Liz Pelly, writing for Harper’s Magazine, details how Spotify has quietly been swapping music by well-known artists from its playlists with tracks it commissioned from unknown artists:
Before the year was out, the music writer David Turner had used analytics data to illustrate how Spotify’s “Ambient Chill” playlist had largely been wiped of well-known artists like Brian Eno, Bibio, and Jon Hopkins, whose music was replaced by tracks from Epidemic Sound, a Swedish company that offers a subscription-based library of production music—the kind of stock material often used in the background of advertisements, TV programs, and assorted video content. […]
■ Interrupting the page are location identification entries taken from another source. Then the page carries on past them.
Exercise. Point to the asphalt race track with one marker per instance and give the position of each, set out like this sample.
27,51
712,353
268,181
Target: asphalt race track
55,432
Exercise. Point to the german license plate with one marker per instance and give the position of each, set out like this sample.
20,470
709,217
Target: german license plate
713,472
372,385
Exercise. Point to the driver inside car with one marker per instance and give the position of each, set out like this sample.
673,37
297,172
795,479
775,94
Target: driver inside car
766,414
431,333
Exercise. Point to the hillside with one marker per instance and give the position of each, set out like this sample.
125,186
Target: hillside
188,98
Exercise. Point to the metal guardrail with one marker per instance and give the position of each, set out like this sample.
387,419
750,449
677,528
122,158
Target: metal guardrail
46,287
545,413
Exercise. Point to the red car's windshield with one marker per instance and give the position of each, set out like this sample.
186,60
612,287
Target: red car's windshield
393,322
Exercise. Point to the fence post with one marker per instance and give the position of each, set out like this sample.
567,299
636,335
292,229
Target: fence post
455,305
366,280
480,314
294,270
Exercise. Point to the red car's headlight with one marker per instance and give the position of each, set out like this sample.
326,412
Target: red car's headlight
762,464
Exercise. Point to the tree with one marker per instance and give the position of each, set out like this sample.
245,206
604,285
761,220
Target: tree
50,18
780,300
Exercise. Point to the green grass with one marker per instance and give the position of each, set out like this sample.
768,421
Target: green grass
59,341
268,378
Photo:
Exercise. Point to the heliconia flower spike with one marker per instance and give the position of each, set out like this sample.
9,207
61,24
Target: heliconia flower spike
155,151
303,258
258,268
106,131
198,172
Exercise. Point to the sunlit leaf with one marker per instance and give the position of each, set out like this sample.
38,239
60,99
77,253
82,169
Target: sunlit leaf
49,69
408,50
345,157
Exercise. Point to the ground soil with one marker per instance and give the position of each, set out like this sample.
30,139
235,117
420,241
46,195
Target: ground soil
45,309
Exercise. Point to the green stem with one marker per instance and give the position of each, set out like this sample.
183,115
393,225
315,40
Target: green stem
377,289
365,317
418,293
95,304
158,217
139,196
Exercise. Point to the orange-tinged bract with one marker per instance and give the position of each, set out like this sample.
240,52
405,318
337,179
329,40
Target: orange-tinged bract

Spotify, I discovered, not only has partnerships with a web of production companies, which, as one former employee put it, provide Spotify with “music we benefited from financially,” but also a team of employees working to seed these tracks on playlists across the platform. In doing so, they are effectively working to grow the percentage of total streams of music that is cheaper for the platform. The program’s name: Perfect Fit Content (PFC).
Replacing real music with tracks they own and have produced allows them to spend less in royalties.
This should really surprise no one. Spotify has been open about its desire to always be there, in the background. Their own internal research shows most of their users just want background noise, and don’t care about what’s being played. They have at no point shown much regard for music itself — they promote what works for advertising, itself the sole reason why they got into podcasting. I’m not sure Rachmaninoff can be of any use to them.